No Freestep, saying BYB getting trashed is NOT like saying dog fighters get trashed. No where close.Not even in the same catagory and a pretty ridiculous comparison..

Maybe I will call them "small family breeders" from now on
.
I have bought dogs from BYB and from well known kennels .The California dog had severe HD at a year old. I bought one from a big show kennel, she was so neurotic she spent her time climbing on anyone's back that she could reach and developed major immune issues. I have bought a few from SFB and had no health issues,no temperament issues,nothing.
I have seen clients bring in $2000 puppies from big kennels and they are walking diaster areas, I have seen $2000 puppies that are great. I have also seen plenty of SFB puppies that have had issues and some that lived till 15 and older without any health issues.Just because a dog is bought for lots of money is not a guarantee it will be healthy and I know plenty of big kennels that manage to not replace or refund money for bad puppies because they figure out a way to make the new owner responsible for the health issues, no matter what the vet says.
I just feel it is sad that someone like the OP comes on board and asks a question about losing his puppy and the first things posted are things like" take him back and go to a big breeder, oh BYB, you would be better off taking him back and getting your money back, go to a rescue.It happens with a sick puppy also," if you had bought from a big breeder, your puppy would not be sick".
Why cant anyone be happy for a poster that is excited about a new puppy? Instead of bashing the choice they made,how come that person can't be welcomed and helped instead of the instant" bad choice, worthless dog/puppy" comments.
I would no more pay $2000+ for a puppy in this economy, but have no problems paying for the best health care/food/training.I am sure there are plenty like me who want a GSD or whatever breed and just can't put out that much cash to purchase one, but have no issues with any other expense.Doesn't make a person stupid or dumb or ignorant, just means they get their "heart dog"from a small family breeder.


----------



## llombardo

wyominggrandma said:


> I would no more pay $2000+ for a puppy in this economy, but have no problems paying for the best health care/food/training.I am sure there are plenty like me who want a GSD or whatever breed and just can't put out that much cash to purchase one, but have no issues with any other expense.Doesn't make a person stupid or dumb or ignorant, just means they get their "heart dog"from a small family breeder.

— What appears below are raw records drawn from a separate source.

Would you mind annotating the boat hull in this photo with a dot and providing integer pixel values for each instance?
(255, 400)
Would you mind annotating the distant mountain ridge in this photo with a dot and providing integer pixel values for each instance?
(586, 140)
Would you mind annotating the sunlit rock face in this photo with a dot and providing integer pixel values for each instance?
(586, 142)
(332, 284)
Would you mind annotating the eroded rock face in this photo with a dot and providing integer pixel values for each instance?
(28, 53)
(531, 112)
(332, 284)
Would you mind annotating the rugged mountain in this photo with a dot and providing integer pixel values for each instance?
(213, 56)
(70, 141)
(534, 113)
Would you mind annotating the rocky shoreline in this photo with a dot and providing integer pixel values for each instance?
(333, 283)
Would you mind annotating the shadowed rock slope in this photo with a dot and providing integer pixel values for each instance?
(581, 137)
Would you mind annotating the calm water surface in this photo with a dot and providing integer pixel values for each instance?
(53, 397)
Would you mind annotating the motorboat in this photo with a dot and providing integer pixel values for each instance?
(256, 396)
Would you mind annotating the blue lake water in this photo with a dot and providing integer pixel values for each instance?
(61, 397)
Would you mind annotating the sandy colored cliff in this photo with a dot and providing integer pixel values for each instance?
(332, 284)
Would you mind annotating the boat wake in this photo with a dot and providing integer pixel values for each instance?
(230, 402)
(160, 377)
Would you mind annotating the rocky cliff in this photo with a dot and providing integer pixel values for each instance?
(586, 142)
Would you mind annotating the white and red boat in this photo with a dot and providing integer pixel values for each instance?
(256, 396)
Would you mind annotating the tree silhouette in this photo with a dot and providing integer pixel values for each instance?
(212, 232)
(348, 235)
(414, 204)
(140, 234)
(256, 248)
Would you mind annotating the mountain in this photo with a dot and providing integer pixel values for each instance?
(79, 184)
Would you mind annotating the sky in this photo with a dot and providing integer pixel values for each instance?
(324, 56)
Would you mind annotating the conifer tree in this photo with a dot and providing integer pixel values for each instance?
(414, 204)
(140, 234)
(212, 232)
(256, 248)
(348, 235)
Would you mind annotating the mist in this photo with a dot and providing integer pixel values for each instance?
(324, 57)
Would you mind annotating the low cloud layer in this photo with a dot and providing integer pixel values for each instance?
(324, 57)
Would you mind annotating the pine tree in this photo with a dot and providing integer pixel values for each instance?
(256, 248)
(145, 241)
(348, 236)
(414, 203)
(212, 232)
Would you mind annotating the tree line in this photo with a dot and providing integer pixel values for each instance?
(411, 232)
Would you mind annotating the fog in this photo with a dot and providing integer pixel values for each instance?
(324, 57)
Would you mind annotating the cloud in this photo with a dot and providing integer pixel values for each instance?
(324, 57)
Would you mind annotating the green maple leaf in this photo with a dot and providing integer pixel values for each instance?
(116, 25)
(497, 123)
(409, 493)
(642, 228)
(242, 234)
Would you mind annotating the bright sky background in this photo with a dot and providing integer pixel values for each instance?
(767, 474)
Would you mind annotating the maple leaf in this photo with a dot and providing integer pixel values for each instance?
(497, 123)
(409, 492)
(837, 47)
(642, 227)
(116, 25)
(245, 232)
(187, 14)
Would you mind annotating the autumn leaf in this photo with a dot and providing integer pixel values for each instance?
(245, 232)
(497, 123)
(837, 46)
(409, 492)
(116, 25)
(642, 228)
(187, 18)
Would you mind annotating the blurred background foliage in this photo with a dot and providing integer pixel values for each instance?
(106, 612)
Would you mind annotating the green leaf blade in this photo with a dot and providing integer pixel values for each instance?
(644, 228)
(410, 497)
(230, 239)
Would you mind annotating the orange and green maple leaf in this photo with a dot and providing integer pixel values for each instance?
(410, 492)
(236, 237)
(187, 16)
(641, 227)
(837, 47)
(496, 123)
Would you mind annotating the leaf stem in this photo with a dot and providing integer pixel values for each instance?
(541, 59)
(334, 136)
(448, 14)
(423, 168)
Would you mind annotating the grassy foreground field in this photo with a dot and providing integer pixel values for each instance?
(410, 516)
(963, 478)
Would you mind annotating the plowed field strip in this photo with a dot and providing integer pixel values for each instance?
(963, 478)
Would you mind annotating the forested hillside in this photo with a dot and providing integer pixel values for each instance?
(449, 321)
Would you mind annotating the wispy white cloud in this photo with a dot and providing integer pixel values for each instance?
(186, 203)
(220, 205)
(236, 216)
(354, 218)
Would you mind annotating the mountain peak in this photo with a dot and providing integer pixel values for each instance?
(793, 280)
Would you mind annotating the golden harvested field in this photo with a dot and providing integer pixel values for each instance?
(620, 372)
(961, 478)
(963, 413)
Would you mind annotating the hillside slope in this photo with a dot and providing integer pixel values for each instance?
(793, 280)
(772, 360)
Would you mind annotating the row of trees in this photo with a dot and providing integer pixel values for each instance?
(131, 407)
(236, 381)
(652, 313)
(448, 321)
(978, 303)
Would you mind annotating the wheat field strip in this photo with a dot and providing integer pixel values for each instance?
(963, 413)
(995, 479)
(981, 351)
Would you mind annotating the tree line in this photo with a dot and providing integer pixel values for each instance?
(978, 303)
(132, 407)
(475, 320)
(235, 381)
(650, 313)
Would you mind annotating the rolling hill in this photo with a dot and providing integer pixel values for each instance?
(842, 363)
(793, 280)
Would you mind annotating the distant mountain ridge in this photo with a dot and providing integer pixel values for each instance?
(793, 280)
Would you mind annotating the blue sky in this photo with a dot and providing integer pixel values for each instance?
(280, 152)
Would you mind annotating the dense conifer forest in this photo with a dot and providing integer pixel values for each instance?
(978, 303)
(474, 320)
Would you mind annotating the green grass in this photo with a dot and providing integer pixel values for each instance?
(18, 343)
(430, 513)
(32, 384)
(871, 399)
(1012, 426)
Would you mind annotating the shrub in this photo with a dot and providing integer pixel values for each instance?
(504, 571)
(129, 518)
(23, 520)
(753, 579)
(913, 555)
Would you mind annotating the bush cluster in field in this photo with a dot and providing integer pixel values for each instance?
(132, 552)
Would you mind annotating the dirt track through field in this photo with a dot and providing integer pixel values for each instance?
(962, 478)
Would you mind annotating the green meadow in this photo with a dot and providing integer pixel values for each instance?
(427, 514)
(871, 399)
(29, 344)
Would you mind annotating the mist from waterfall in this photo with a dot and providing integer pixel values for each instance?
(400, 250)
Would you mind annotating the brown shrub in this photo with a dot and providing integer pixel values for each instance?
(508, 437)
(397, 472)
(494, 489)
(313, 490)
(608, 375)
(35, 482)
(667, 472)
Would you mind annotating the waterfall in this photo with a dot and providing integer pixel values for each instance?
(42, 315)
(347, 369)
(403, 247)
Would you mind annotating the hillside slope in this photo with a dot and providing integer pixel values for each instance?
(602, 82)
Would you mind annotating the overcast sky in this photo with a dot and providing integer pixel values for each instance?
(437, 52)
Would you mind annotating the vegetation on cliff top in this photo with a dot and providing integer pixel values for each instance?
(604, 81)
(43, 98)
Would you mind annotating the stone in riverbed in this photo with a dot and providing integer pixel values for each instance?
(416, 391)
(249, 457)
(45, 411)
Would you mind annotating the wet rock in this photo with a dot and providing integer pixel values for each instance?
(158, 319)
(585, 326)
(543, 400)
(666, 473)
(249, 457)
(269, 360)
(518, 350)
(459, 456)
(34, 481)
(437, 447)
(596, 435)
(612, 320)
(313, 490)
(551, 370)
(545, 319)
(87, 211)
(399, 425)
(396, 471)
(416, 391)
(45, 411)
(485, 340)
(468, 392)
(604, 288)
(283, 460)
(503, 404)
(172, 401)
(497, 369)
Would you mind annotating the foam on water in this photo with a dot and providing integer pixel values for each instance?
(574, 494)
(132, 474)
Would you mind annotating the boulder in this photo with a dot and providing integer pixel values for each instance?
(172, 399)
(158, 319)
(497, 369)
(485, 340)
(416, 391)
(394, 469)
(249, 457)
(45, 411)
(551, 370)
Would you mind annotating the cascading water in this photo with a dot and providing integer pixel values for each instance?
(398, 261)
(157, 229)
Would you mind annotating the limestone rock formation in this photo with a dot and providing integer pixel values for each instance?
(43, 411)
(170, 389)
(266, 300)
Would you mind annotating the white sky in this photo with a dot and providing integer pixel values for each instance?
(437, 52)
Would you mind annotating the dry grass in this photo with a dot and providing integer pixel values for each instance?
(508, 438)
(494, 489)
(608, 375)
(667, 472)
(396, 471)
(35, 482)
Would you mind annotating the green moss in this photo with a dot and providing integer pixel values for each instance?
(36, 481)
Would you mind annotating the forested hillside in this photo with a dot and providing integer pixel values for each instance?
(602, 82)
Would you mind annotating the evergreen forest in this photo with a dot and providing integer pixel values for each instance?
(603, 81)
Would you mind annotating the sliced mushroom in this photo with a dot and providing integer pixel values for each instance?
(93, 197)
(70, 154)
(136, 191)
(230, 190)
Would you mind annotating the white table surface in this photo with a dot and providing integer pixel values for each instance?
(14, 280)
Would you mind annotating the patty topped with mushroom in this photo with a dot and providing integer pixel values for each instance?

:thumbup: and $2000 is still way to much for me


----------



## dazedtrucker

Beau said:


> OP, you went to pick out a dog from a breeder. You chose one and asked the breeder if the dog was available. The breeder looked at the collar identification, told you yes it was available..ACCEPTED you money and wrote you a receipt. Transaction completed.
> 
> The breeder then shows up at you home, claiming he sold you the wrong dog. It was his mistake, not yours. The fact that you have a male puppy and the receipt says female, is irrelevant. The breeder wrote the wrong gender on the receipt. Again, his fault, not yours.
> 
> You have the puppy that you want. You will care for it and love it. End of story.
> 
> If you decide to keep the puppy, and I think you should, then immediately have it micro-chipped and file a non-emergency report with the police to get your side of the story on record. That way if something happens in the future, you've established a record beforehand of the facts to support your position.
> 
> Good luck!


ITA. Sounds like a sucky situation, but this is exactly what I would do if it were me. Good luck!


----------



## lorihd

well im sure the law differs from state to state, If it were me, i would keep the puppy and tell the breeder to go pound salt! the mistake was on his part and im certain he has no intention of taking you to court. The nerve to ask for additional money to keep him, just amazing how many scum are out there. well good luck to you and enjoy your new puppy


----------



## shepherdmom

Lucy Dog said:


> You took the puppy home at 6 weeks? You paid $400 for the puppy? The breeder can't tell the difference between a male and female puppy?!?
> 
> Give the puppy back to the backyard breeder, get your money back, and go with a completely different breeder.
> 
> Not the advice I'd normally give, but given the situation where the puppy is from, I'd give the puppy back and find another breeder without hesitation. It's the best decision for the long run.


They have already bonded with the dog. I'd tell the breeder to pound sand and keep the puppy safe from that nutcase.


----------



## codmaster

Lawyer?


----------



## Jessiewessie99

Yikes! Sounds like guy who has a screw loose! If this guy comes back and keeps harassing you call the police. He doesn't deserve this dog back.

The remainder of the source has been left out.